The New Math On Crime
Murder is up, but alarms about a new surge in violence seem overstated-so far
Even before the fireworks launched from the French Quarter's Jackson Square, 2006 went out with a bang in New Orleans-a handful of them, actually. At 7 p.m. on December 31, several of those bangs felled a 42-year-old man, who was found inside his FEMA trailer with multiple gunshot wounds to the back of his head. At 8:45 p.m., another man was shot several times and left dead on the sidewalk. At 10:12 p.m., a third was killed inside his home.
The three men were some of the last murder victims in an unusually bloody 2006. The year is expected to snap a long stretch of relatively good news on the homicide front nationwide, moving questions about the causes of crime increases off the back burner they have occupied for more than a decade. Those questions have so far eluded satisfying answers, and many experts contend that fears of a sustained rise in murders have little foundation. But the numbers are causing more than a little alarm and getting more than a little attention-from the nation's police chiefs, from Congress, from the Justice Department, perhaps even from the president in his State of the Union speech later this month. Slowly but surely, violent crime is returning to the national agenda.
Nationwide murder totals for 2006 will not be available until the fall, when the FBI releases its annual Uniform Crime Report. But an analysis by U.S. News shows a substantive, if uneven, increase in homicide in the nation's 20 largest cities. The 19 cities for which data were available had 4,152 homicides in 2006, compared with 3,919 the previous year-a 6 percent increase. Phoenix, which could not provide a year-end number, had neared its 2005 total of 238 by the end of November.
Murder is considered the most reliable crime statistic because such a high percentage of killings are reported. So the numbers are always watched closely as an indicator of crime trends. The beginning of the crack epidemic brought soaring murder numbers-a 31 percent increase between 1984 and its peak in 1993. But as the drug's popularity waned, so did murder, falling to around 16,000 a year and staying there for the early years after the millennium. More recently, the plateau has ended. Homicide showed an uptick in 2005, and the FBI's preliminary numbers from the first six months of 2006, along with the yearlong data collected by U.S. News, suggest the increase continued last year.

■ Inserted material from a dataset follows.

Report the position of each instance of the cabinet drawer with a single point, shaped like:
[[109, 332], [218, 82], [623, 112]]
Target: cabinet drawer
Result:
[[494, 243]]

Some cities were hit especially hard. Philadelphia's 406 homicides were the most in the City of Brotherly Love since 1997. Oakland, Calif., topped its 2005 homicide tally by more than 50, and Cincinnati's 85 homicides were literally unprecedented.
As the year's crime numbers come in, the Police Executive Research Forum has sounded the alarm. An October report from the police advocacy group, titled "A Gathering Storm," expresses concern that the increases signal the beginning of "an epidemic of violence not seen for years." Though not all cities have suffered a crime spike, PERF pushes for more federal cooperation with local law enforcement and more federal funding. "If the pandemic flu were to hit 20 cities in the United States, I don't think the Centers for Disease Control would say, 'Well, let's see how many other cities it hits,'" says Chuck Wexler, the group's director.